Esse motivo é a compreensão de
que quando uma pessoa é iniciada na maior parte destes laços um vínculo
espiritual de ordem familiar se forma. A iniciação “completa”, incluindo todos
os laços da tradição e principalmente a benção que se liga ao seu eixo principal,
torna o iniciado parte de uma linhagem iniciática que eu considero
indissociável das últimas sete gerações da minha linha familiar que remonta à
região liventina. Mais do que somente a criação do vínculo, há a questão da
confiança: essas histórias e práticas estão intimamente ligadas às memórias
mais afetuosas que minha avó carregava de nossa matriarca e de outros antigos,
e também são indissociáveis das memórias mais afetuosas que eu carrego de minha
avó. Não são coisas que se possa compartilhar com qualquer pessoa na totalidade,
porque não é qualquer pessoa que pode se tornar parte de nossa família. Não é
qualquer pessoa que chamamos para nos visitar em nossa casa, não é qualquer
pessoa que pode saber de nossos assuntos mais íntimos e não é qualquer pessoa
que pode se tornar responsável por levar nosso nome à diante.
Apesar de toda essa
dificuldade, a tradição não está morrendo comigo. Há um círculo seleto de
pessoas para as quais, atualmente, eu ensino a parte desses saberes que pode
ser ensinada. Infelizmente esse círculo é muito pequeno, e precisará continuar
dessa forma, pequeno e restrito, para que o propósito de passar a tradição da
melhor forma possível adiante não se perca. Contudo, levo muito a sério a
relação de amizade que estabeleço com outras linhagens ancestrais, e tal como
eu mesmo recebi conhecimentos de outras famílias e praticantes quando precisei
entender aspectos do que eu carregava por herança, a minha exposição em público
tem esse objetivo: oferecer bons referenciais e alguma ajuda para aqueles que
buscam se reconectar ao que possuem em suas ancestralidades, ou que buscam a
sabedoria necessária para conseguir encontrar de verdade o que desejam em
seu caminho espiritual.
Chamo a tradição de minha
família carinhosamente de Via Stella Maris, devido ao título que minha
avó considerava atrelado à Madonna Assunta – estrela do mar, guia dos
navegantes e guia das almas para o céu. Apesar desse nome pomposo que eu criei,
ela permanece e permanecerá como uma tradição simplória oriunda da região do
Rio Livenza, transportada e amadurecida no Brasil – uma stregoneria liventina em
terra brasilis.

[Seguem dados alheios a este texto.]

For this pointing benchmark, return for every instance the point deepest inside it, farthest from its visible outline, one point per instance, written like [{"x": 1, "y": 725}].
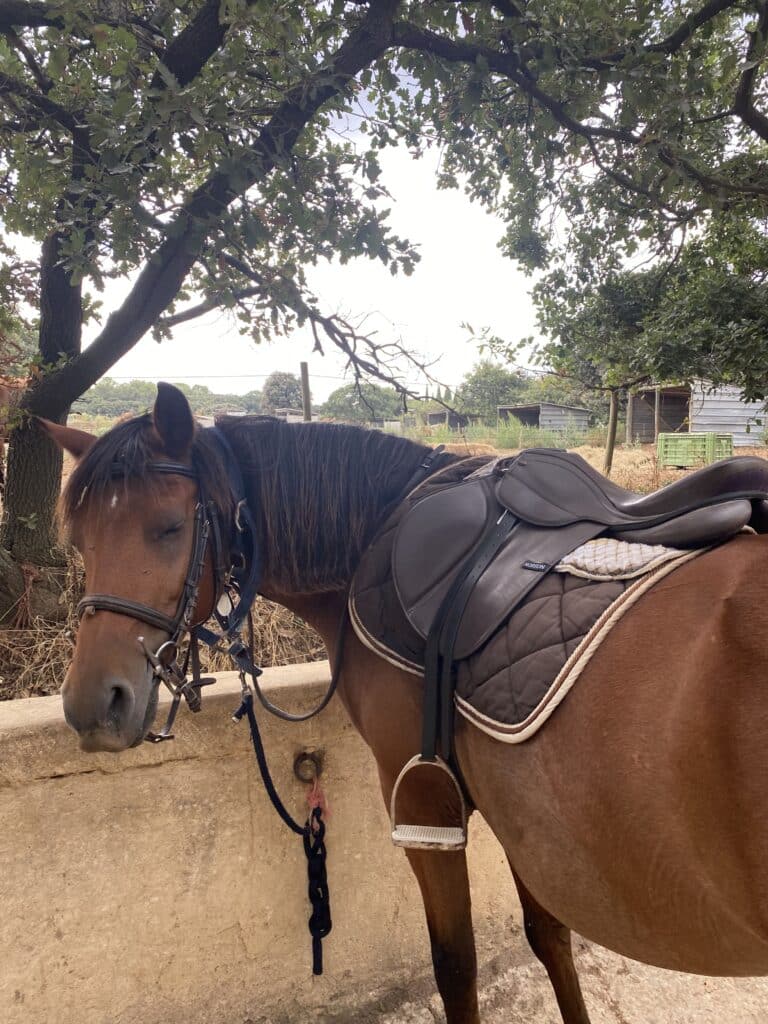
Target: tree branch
[
  {"x": 28, "y": 14},
  {"x": 165, "y": 271},
  {"x": 743, "y": 105},
  {"x": 12, "y": 86},
  {"x": 207, "y": 306}
]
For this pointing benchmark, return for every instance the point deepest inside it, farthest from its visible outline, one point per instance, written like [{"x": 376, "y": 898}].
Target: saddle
[{"x": 466, "y": 555}]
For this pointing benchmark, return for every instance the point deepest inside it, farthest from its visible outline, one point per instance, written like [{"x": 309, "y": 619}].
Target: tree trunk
[
  {"x": 610, "y": 442},
  {"x": 34, "y": 476}
]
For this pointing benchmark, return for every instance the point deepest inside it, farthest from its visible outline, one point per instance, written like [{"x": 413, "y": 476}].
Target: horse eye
[{"x": 171, "y": 530}]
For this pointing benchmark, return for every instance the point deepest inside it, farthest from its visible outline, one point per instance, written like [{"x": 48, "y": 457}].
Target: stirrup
[{"x": 428, "y": 837}]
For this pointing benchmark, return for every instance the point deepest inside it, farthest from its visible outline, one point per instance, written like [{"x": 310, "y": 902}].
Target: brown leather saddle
[{"x": 466, "y": 555}]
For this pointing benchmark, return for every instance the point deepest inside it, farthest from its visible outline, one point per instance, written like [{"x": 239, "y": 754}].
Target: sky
[{"x": 462, "y": 276}]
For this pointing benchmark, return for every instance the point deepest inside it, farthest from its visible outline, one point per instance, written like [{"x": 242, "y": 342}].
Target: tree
[
  {"x": 487, "y": 387},
  {"x": 364, "y": 403},
  {"x": 282, "y": 390},
  {"x": 190, "y": 145}
]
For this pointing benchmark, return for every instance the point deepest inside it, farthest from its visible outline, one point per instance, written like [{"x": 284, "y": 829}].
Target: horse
[{"x": 636, "y": 817}]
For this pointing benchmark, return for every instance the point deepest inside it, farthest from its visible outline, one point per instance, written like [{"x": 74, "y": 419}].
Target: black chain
[{"x": 313, "y": 835}]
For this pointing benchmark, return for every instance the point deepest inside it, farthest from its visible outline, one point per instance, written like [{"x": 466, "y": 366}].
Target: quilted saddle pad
[{"x": 521, "y": 673}]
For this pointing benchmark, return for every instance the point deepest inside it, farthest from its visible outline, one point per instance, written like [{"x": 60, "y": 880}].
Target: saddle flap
[
  {"x": 432, "y": 542},
  {"x": 436, "y": 537}
]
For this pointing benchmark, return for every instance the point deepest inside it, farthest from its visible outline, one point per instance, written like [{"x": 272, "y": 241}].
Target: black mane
[{"x": 316, "y": 491}]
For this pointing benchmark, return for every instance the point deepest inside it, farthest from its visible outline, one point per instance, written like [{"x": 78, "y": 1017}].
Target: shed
[
  {"x": 548, "y": 416},
  {"x": 289, "y": 415},
  {"x": 722, "y": 412},
  {"x": 674, "y": 402},
  {"x": 698, "y": 409},
  {"x": 455, "y": 421}
]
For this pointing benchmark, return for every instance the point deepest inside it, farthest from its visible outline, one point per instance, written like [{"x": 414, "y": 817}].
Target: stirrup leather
[{"x": 428, "y": 837}]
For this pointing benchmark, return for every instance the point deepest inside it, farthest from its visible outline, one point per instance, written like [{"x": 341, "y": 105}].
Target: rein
[{"x": 237, "y": 570}]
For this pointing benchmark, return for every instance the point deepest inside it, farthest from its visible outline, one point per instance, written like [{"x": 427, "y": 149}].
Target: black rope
[
  {"x": 313, "y": 835},
  {"x": 246, "y": 710},
  {"x": 320, "y": 922}
]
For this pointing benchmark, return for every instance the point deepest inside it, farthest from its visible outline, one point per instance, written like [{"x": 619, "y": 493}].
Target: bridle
[
  {"x": 236, "y": 580},
  {"x": 237, "y": 571}
]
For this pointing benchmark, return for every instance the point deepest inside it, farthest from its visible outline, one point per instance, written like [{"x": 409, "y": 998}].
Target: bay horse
[{"x": 637, "y": 816}]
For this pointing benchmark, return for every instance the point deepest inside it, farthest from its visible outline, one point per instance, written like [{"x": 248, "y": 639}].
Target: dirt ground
[{"x": 615, "y": 990}]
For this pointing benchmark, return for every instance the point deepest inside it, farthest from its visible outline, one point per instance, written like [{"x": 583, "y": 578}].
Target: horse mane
[{"x": 316, "y": 491}]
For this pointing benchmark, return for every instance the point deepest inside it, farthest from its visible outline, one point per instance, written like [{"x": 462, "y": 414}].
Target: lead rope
[{"x": 313, "y": 830}]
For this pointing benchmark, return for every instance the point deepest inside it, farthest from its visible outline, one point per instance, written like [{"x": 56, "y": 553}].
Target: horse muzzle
[{"x": 109, "y": 716}]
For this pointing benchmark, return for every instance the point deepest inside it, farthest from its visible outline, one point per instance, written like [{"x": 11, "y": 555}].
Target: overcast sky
[{"x": 462, "y": 276}]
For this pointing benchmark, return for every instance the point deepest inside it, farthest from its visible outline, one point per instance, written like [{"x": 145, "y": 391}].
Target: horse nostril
[{"x": 120, "y": 707}]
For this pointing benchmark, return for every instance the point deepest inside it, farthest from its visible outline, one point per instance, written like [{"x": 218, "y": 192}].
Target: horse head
[{"x": 132, "y": 508}]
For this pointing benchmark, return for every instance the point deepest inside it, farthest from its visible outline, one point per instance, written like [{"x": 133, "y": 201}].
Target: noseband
[{"x": 237, "y": 576}]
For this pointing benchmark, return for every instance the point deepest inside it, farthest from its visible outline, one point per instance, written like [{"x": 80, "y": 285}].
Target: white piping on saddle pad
[
  {"x": 607, "y": 558},
  {"x": 578, "y": 662}
]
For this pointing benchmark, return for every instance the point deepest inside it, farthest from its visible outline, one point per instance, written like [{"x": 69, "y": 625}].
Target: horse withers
[{"x": 635, "y": 817}]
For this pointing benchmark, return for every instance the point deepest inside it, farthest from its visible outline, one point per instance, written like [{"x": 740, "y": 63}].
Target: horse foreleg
[
  {"x": 550, "y": 941},
  {"x": 444, "y": 888}
]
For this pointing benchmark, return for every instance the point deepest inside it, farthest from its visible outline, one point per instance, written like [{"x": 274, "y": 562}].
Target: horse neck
[{"x": 317, "y": 494}]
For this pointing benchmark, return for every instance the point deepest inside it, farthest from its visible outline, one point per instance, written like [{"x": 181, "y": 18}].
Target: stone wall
[{"x": 158, "y": 886}]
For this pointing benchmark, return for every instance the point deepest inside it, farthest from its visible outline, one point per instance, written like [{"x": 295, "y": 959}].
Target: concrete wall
[{"x": 159, "y": 885}]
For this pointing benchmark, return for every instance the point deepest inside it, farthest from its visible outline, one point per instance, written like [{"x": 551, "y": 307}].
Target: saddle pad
[
  {"x": 607, "y": 558},
  {"x": 512, "y": 684},
  {"x": 511, "y": 688}
]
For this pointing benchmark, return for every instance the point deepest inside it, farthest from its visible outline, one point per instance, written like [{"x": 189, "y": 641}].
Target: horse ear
[
  {"x": 77, "y": 442},
  {"x": 173, "y": 420}
]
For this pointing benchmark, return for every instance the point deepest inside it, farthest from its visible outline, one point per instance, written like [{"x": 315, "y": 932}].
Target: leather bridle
[
  {"x": 237, "y": 571},
  {"x": 237, "y": 576}
]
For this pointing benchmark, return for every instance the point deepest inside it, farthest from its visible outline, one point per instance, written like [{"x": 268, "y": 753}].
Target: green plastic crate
[{"x": 683, "y": 451}]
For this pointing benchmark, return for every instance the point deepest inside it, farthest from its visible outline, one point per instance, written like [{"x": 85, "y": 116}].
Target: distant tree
[
  {"x": 364, "y": 403},
  {"x": 488, "y": 386},
  {"x": 252, "y": 401},
  {"x": 282, "y": 390}
]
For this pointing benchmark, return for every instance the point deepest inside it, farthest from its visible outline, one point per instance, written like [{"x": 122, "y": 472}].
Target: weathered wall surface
[{"x": 159, "y": 885}]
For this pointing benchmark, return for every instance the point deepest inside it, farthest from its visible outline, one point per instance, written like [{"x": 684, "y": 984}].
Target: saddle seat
[
  {"x": 465, "y": 555},
  {"x": 550, "y": 487},
  {"x": 554, "y": 501}
]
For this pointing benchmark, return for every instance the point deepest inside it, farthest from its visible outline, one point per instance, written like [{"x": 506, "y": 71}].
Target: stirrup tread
[{"x": 429, "y": 838}]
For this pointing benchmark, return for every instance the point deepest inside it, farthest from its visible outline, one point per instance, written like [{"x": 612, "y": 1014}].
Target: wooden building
[
  {"x": 547, "y": 416},
  {"x": 455, "y": 421},
  {"x": 696, "y": 409}
]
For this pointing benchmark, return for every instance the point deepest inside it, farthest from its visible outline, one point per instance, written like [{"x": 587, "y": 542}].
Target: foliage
[
  {"x": 712, "y": 320},
  {"x": 282, "y": 390},
  {"x": 215, "y": 150},
  {"x": 702, "y": 315},
  {"x": 109, "y": 397},
  {"x": 366, "y": 402},
  {"x": 487, "y": 386}
]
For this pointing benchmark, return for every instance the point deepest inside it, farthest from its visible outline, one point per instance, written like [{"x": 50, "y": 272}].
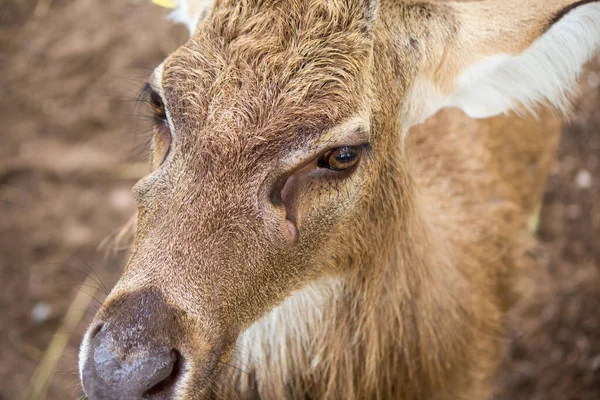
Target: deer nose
[{"x": 115, "y": 372}]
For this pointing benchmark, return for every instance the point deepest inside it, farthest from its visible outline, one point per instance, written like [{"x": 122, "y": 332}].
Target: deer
[{"x": 338, "y": 199}]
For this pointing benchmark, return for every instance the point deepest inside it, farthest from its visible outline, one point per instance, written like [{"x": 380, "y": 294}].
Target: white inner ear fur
[
  {"x": 545, "y": 73},
  {"x": 190, "y": 12}
]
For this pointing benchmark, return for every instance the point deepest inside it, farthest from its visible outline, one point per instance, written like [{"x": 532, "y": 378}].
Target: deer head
[{"x": 278, "y": 165}]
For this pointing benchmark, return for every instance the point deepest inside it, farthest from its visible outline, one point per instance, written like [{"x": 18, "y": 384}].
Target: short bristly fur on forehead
[{"x": 262, "y": 68}]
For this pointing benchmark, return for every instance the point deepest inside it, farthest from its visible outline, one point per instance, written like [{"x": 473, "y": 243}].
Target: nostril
[{"x": 168, "y": 376}]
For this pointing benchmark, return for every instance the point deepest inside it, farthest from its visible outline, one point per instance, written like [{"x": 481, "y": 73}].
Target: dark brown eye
[
  {"x": 341, "y": 159},
  {"x": 158, "y": 107},
  {"x": 161, "y": 138}
]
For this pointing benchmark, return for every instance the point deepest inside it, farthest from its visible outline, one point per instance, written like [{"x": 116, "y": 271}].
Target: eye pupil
[
  {"x": 340, "y": 159},
  {"x": 345, "y": 155}
]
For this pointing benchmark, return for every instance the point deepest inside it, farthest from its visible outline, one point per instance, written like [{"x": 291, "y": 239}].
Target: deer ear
[
  {"x": 191, "y": 12},
  {"x": 515, "y": 54}
]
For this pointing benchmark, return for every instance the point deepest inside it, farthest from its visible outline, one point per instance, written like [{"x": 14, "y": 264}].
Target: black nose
[{"x": 114, "y": 371}]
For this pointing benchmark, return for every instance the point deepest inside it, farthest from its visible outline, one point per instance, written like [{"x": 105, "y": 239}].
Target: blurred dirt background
[{"x": 72, "y": 139}]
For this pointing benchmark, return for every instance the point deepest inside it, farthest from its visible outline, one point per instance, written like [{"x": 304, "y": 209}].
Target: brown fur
[{"x": 424, "y": 239}]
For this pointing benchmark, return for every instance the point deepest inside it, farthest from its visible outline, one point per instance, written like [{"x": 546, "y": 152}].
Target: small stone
[
  {"x": 122, "y": 200},
  {"x": 584, "y": 179},
  {"x": 41, "y": 312}
]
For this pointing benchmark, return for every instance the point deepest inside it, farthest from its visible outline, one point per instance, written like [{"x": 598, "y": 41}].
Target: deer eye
[
  {"x": 341, "y": 158},
  {"x": 161, "y": 138}
]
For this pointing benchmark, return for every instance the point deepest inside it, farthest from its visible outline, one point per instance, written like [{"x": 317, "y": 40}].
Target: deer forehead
[{"x": 260, "y": 75}]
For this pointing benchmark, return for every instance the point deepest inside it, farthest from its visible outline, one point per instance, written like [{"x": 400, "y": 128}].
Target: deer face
[
  {"x": 278, "y": 161},
  {"x": 261, "y": 162}
]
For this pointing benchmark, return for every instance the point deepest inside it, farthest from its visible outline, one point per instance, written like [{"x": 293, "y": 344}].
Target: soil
[{"x": 72, "y": 140}]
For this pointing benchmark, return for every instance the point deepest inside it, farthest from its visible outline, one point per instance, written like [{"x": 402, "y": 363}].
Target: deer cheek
[{"x": 288, "y": 198}]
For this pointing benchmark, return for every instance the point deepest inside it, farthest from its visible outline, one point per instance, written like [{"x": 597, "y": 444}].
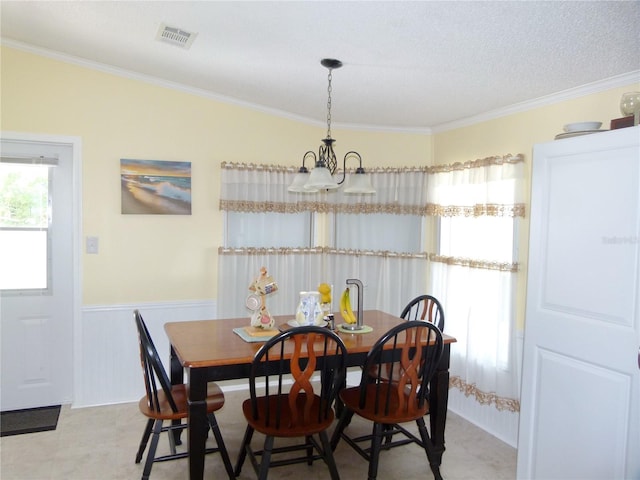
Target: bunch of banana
[{"x": 345, "y": 307}]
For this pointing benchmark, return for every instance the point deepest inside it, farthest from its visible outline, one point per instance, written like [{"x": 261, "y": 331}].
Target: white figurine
[{"x": 263, "y": 285}]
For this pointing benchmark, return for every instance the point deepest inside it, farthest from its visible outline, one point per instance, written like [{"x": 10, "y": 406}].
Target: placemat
[
  {"x": 364, "y": 329},
  {"x": 242, "y": 333}
]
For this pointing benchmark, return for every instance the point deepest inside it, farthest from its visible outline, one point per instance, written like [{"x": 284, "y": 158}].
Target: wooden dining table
[{"x": 210, "y": 350}]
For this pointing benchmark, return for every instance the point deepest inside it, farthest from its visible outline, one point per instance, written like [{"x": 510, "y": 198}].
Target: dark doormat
[{"x": 30, "y": 420}]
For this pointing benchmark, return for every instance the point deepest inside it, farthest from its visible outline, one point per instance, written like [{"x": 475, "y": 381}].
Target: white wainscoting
[{"x": 108, "y": 361}]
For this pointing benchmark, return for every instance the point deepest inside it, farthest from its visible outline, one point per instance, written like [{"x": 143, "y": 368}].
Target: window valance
[{"x": 490, "y": 186}]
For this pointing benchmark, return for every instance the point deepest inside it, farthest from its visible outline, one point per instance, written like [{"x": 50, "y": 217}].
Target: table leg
[
  {"x": 176, "y": 373},
  {"x": 438, "y": 399},
  {"x": 197, "y": 422}
]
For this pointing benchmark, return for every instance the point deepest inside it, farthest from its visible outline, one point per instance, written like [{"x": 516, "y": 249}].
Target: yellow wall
[
  {"x": 518, "y": 133},
  {"x": 147, "y": 258}
]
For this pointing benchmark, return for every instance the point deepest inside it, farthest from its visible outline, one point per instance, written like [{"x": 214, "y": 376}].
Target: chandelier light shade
[{"x": 326, "y": 163}]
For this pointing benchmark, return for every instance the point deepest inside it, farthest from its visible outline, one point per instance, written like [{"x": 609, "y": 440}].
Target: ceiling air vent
[{"x": 175, "y": 36}]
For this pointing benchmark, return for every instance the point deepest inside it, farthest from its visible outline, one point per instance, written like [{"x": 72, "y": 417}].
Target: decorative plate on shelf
[
  {"x": 582, "y": 126},
  {"x": 577, "y": 134}
]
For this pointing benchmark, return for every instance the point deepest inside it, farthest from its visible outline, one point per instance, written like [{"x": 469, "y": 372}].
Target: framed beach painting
[{"x": 155, "y": 187}]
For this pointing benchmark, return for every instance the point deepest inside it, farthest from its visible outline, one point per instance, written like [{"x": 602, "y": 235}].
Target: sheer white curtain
[
  {"x": 391, "y": 276},
  {"x": 474, "y": 273},
  {"x": 292, "y": 269}
]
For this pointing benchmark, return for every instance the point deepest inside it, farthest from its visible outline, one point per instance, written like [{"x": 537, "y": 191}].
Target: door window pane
[{"x": 24, "y": 222}]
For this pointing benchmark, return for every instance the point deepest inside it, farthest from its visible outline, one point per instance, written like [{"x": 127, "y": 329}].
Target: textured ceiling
[{"x": 407, "y": 65}]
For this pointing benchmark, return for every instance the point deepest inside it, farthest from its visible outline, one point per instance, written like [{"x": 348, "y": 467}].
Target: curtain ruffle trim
[
  {"x": 464, "y": 262},
  {"x": 473, "y": 263},
  {"x": 317, "y": 250},
  {"x": 491, "y": 210},
  {"x": 478, "y": 163},
  {"x": 484, "y": 398}
]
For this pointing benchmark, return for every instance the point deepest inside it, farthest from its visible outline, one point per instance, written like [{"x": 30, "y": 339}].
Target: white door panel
[
  {"x": 37, "y": 326},
  {"x": 580, "y": 403}
]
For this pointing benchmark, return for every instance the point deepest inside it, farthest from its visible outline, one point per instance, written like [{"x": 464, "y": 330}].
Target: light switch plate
[{"x": 92, "y": 245}]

Por sorte, eu acredito que as tradições simplórias também podem
ser sábias, também podem ensinar os que tomam parte delas e os que as
acompanham à distância. É essa a minha esperança com esse nome. Tal como ela é
um norte para mim e para os meus, que a Estrela do Mar possa ser um norte para
os que a admiram de longe, independente de onde estejam, e do quão próximo de
nós se encontrem.
Essa é minha esperança para
ela.
Que sobreviva além de mim, não
somente com aqueles que a herdarem, mas também como um farol que tenha
auxiliado aqueles que a contemplaram.
“(...) Pois sois a esperança dos
pobres errantes, e seguro porto dos navegantes.
Estrela do Mar e saúde certa, e porta
que estás para o céu aberta...”
Vc é uma luz! Gratidão por mais essa postagem! Blessed be!